Disclosures: Diefenbach: MEI: Research Funding; Trillium: Research Funding; Millenium/Takeda: Research Funding; Seattle Genetics: Consultancy, Research Funding; Merck: Consultancy, Research Funding; Bristol-Myers Squibb: Consultancy, Research Funding; Denovo: Research Funding; Genentech: Consultancy, Research Funding; Incyte: Research Funding; LAM Therapeutics: Research Funding. Kahl: Seattle Genetics: Consultancy; ADC Therapeutics: Consultancy, Research Funding; TG Therapeutics: Consultancy; BeiGene: Consultancy. Banerjee: Gilead: Other: Travel; Takeda: Other: Travel; Novartis: Other: Travel. McMillan: Sandoz: Honoraria; F. Hoffmann-La Roche Ltd: Honoraria, Speakers Bureau; Novartis: Honoraria; MSD: Honoraria; Pfizer: Honoraria, Research Funding; BMS: Honoraria; Gilead: Honoraria; Celgene: Honoraria, Speakers Bureau. Miall: F. Hoffmann-La Roche Ltd: Honoraria; Takeda: Honoraria, Other: Conference registration travel expenses. Briones: Roche: Honoraria, Research Funding. Cordoba: Janssen: Consultancy, Honoraria, Speakers Bureau; Servier: Consultancy, Honoraria, Speakers Bureau; Kyowa-Kirin: Consultancy, Honoraria, Speakers Bureau; Gilead: Consultancy, Research Funding, Speakers Bureau; Roche: Honoraria, Speakers Bureau; FUNDACION JIMENEZ DIAZ UNIVERSITY HOSPITAL: Employment; Celgene: Consultancy, Honoraria, Speakers Bureau; Pfizer: Consultancy. Hirata: F. Hoffmann-La Roche Ltd: Equity Ownership; Genentech, Inc.: Employment. Chang: Roche Canada: Employment. Musick: Roche/Genentech: Employment, Equity Ownership. Abrisqueta: Celgene: Consultancy, Honoraria; Abbvie: Consultancy, Honoraria, Other: Travel, Accommodations, expenses, Speakers Bureau; Roche: Consultancy, Honoraria, Other: Travel, Accommodations, expenses, Speakers Bureau; Janssen: Consultancy, Honoraria, Other: Travel, Accommodations, expenses, Speakers Bureau.

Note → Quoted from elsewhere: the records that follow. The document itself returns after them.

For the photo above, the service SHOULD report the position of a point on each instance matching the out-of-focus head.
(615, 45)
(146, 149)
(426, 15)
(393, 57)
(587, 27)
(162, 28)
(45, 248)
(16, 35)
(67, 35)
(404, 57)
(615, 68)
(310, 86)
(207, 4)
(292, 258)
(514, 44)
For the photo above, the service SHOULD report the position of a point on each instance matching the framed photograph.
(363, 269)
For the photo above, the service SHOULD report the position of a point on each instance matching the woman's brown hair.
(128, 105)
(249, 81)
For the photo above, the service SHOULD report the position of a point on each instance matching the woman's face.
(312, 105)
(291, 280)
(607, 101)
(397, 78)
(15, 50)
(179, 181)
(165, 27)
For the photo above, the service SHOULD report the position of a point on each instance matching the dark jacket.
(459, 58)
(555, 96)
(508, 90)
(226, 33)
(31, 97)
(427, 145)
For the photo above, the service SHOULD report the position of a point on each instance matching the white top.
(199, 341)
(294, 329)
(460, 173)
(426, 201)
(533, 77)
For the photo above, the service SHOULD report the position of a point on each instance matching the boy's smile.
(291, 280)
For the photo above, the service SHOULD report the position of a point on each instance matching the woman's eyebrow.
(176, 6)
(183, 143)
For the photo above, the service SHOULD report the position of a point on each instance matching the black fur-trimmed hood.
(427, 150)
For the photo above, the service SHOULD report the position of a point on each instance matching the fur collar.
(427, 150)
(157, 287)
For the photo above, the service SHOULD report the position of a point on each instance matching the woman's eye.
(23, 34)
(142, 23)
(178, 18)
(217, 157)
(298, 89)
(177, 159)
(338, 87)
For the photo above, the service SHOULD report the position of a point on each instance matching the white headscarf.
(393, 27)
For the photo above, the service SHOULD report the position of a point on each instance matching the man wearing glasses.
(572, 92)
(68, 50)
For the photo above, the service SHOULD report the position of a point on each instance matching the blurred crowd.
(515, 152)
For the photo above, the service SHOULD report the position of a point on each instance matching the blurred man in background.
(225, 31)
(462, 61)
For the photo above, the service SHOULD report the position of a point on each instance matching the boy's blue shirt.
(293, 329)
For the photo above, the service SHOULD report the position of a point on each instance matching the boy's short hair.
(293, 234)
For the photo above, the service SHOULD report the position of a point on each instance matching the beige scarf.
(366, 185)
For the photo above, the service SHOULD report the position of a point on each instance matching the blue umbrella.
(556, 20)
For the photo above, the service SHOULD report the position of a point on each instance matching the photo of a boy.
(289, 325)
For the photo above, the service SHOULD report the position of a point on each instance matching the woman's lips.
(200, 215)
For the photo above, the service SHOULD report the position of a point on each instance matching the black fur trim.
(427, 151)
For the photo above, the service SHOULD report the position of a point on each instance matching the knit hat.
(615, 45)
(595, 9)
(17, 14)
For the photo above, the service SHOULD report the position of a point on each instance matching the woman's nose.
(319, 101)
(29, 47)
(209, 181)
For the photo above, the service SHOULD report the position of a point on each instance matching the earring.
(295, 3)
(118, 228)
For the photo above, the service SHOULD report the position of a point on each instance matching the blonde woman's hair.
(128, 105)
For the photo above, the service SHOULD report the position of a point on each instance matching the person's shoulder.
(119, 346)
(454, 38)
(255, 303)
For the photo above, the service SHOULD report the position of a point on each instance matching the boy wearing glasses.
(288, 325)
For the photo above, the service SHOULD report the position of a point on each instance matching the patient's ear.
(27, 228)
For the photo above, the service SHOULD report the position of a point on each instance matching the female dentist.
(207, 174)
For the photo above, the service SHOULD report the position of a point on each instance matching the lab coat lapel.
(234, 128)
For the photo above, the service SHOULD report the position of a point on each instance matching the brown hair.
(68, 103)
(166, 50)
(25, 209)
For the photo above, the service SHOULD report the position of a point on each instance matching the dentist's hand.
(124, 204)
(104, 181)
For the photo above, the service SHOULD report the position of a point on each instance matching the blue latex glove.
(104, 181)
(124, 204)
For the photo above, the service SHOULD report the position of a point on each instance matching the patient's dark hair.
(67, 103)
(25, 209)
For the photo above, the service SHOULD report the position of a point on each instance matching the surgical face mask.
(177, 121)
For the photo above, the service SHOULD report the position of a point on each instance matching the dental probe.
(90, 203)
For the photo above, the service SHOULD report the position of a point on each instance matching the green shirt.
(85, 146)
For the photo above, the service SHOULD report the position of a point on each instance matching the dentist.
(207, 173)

OffLabel Disclosure: Polatuzumab vedotin (POLIVY, Genentech, Inc.) is a CD79b-directed antibody-drug conjugate. It was approved by the FDA in June 2019 in combination with bendamustine and rituximab for the treatment of adults with relapsed/refractory diffuse large B-cell lymphoma after at least two prior therapies.